Love Your Agent? We Want to Hear From You
Calling all agented, published (or soon-to-be published) writers: We’re hard at work on our next agent-focused issue, and we want to hear from you. What do you love about your agent? How has your author/agent relationship enriched your writing life in unexpected ways?
Calling all agented, published (or soon-to-be published) writers: We're hard at work on our next agent-focused issue, and we want to hear from you. What do you love about your agent? How has your author/agent relationship enriched your writing life in unexpected ways?
Email your gratitude (a short paragraph is fine—a bit longer works too!) to writers.digest@fwmedia.com with "Love My Agent" in the subject line. Include your agent's name and agency and the title of your most recent book. Select responses may be edited for space and clarity and will appear in Writer's Digest magazine and its related publications and website. (By submitting, you grant permission.)

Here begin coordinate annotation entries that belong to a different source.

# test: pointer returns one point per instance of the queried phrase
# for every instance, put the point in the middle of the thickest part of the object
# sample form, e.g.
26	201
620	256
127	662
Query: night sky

Need some inspiration before writing your own ringing endorsement? Below, read The Maze Runner author James Dashner gush about his own agent in this excerpt from the October 2011 Writer’s Digest:
Young Adult Bestseller James Dashner on His Agent: Michael Bourret
Literary agents: You can’t live with them; you can’t live without them. Oh, wait, that’s my kids! An agent is actually someone I absolutely could never live without. I know there may be instances in the industry when it’s OK for authors to handle their own affairs, but I honestly think they’re extremely rare.
My agent, Michael Bourret, has done so much for my career that I owe him the spotlight here in offering you a glimpse into the nitty-gritty details of why he is such an integral part of my success.

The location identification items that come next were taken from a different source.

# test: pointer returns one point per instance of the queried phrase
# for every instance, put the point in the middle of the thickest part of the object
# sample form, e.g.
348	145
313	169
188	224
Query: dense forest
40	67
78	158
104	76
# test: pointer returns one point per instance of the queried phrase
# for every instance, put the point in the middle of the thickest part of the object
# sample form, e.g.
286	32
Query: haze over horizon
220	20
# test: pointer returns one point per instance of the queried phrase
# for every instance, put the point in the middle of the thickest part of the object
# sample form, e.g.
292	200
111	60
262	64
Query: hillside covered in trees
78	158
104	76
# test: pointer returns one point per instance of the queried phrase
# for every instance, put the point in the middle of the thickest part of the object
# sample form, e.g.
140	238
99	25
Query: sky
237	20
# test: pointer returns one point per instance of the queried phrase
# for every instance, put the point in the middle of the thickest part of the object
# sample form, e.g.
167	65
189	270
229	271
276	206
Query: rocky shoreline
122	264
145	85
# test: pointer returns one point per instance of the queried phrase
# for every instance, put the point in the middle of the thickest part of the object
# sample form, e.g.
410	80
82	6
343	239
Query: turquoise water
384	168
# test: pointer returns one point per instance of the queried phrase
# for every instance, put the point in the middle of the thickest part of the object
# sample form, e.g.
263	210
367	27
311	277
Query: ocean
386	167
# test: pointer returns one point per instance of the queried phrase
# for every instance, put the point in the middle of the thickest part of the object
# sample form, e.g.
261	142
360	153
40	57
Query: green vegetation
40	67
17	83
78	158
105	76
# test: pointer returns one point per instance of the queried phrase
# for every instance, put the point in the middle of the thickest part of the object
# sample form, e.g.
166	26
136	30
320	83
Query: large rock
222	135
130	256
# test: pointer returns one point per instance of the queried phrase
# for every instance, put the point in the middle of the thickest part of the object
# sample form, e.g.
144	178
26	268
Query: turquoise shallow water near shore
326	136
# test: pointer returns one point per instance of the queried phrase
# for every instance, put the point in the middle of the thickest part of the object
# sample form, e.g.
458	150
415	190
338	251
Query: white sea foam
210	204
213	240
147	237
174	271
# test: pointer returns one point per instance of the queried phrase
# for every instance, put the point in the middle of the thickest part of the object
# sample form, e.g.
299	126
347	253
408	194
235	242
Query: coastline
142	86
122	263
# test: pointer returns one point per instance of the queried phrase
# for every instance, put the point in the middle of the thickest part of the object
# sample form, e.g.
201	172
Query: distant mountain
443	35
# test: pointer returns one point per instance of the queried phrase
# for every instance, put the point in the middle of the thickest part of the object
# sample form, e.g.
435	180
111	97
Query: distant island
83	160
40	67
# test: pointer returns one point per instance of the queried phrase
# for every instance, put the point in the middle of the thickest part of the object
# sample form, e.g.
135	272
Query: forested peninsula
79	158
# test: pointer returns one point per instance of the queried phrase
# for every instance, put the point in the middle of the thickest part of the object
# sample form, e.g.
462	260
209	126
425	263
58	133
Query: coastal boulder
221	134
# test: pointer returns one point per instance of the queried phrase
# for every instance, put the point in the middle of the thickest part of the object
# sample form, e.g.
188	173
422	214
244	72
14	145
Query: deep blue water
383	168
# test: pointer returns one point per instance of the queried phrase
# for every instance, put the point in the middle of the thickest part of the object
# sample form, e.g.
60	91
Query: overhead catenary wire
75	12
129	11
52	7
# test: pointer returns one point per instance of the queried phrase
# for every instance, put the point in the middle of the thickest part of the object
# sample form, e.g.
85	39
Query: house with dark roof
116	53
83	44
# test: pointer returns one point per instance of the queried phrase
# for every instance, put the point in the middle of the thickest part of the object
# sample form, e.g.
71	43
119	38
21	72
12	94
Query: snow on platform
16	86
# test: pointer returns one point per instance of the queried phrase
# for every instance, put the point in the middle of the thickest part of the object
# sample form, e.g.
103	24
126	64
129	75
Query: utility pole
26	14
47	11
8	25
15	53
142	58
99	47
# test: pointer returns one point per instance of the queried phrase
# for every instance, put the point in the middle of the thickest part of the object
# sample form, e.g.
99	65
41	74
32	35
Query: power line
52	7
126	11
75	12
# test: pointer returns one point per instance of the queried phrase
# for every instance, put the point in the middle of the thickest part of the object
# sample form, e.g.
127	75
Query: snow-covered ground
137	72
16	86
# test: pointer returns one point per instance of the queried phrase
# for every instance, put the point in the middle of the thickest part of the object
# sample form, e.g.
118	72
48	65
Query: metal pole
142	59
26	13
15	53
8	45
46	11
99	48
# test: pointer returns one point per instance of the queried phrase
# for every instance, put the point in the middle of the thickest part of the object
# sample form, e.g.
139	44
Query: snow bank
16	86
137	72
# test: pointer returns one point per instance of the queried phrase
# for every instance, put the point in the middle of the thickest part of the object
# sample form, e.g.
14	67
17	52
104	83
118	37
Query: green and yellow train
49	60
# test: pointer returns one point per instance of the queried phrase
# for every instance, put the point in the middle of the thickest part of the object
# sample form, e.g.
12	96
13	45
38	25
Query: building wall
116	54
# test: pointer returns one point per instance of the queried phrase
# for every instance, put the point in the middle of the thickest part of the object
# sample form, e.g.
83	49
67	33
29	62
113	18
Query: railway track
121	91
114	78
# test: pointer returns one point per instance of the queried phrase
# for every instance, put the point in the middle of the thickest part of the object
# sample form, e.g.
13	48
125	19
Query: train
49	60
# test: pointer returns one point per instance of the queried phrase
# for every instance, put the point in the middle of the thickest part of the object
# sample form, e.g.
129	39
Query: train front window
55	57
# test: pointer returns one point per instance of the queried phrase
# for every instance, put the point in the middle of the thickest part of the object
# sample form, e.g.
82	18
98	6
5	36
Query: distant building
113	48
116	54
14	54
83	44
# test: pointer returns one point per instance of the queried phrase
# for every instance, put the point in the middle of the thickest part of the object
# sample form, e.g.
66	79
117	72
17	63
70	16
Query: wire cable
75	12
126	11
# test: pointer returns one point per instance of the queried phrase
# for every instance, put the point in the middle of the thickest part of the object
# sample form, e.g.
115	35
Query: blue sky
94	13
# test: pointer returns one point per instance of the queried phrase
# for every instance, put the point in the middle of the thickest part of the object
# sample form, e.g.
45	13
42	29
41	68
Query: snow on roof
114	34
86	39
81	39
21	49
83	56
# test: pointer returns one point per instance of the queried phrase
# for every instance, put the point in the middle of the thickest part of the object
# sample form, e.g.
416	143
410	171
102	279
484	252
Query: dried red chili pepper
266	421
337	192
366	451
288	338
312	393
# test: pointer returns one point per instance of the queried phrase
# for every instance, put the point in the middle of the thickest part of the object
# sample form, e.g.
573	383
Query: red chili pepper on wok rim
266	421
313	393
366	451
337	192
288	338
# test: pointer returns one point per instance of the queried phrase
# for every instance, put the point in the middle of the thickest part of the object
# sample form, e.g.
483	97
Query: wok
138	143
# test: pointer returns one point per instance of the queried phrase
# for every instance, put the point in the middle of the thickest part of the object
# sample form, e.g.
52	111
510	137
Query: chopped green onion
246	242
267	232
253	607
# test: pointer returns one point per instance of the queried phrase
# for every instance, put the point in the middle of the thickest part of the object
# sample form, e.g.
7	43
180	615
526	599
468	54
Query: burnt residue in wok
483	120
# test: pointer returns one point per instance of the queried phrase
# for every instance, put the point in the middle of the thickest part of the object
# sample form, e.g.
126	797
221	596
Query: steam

I won’t rehash the usual stuff about an agent getting your work on the desks of major houses and editors, but I want to make a very important point about money. I often hear writers who decline to seek an agent say, “Why would I want to give 15 percent of my money to someone else?”
Here’s my answer: “Would you rather make 100 percent of a little, or 85 percent of a lot?” In every single case with what Michael has sold on my behalf, he’s significantly raised the value of what I receive as the author, both in advances and in the worth of the contract terms themselves. In other words, paying that 15 percent has made me more than that 15 percent many times over.
But Michael is much more than some guy in some city who makes sure I’m compensated fairly. No. 1, he’s become a good friend, and I think this is vital to the author-agent relationship. If you can’t get along or feel comfortable together, you’re in for a miserable experience. Also, Michael is an excellent communicator, and I can’t tell you how important this is to an author. Questions, concerns, issues—when you know you can ask about anything at any time and get help quickly, it lifts much of the burden of worry from your shoulders. Putting it another way, a good agent does whatever it takes so that the author can focus on what’s most important: writing.
Speaking of writing, here’s another asset Michael provides: feedback. With that alone he would earn his 15 percent. For example, when he first signed me as his client, we spent a couple of weeks going back and forth to improve the manuscript that would become my debut novel, The Maze Runner, before he sent it out to editors. Once he felt it was ready, it took only a couple of weeks for him to sell it to Random House. Since then, the rest of the trilogy has been, in some ways, a collaborative effort between Michael, me, and my editor, Krista Marino. In fact, there are some very important plot points in the series that were born in Michael’s brain.
Michael has also played a vital role in strategizing my career path. But that’s not to say it’s all business. He has taken the roles of coach, cheerleader and fan, all wrapped into one. I, like many creative types, suffer from major bouts of self-doubt. And Michael has an uncanny ability to lift me out of such doldrums and boost my confidence. His motivational speeches have saved many a writing day for me. He also takes me out to dinner sometimes and puts up with my ridiculous sense of humor. Bonus.
I know this article will embarrass Michael (and I’m only a tiny bit happy about that). But I know of no other way to express how enormously important I feel it is to have an agent—a good agent—except by relating my own experience. I absolutely, positively, no doubt about it would not be where I am today without him. With all of my heart, I wish all of you out there who are searching for such an agent the very best of luck. The good news is that my wonderful agent is not the only one!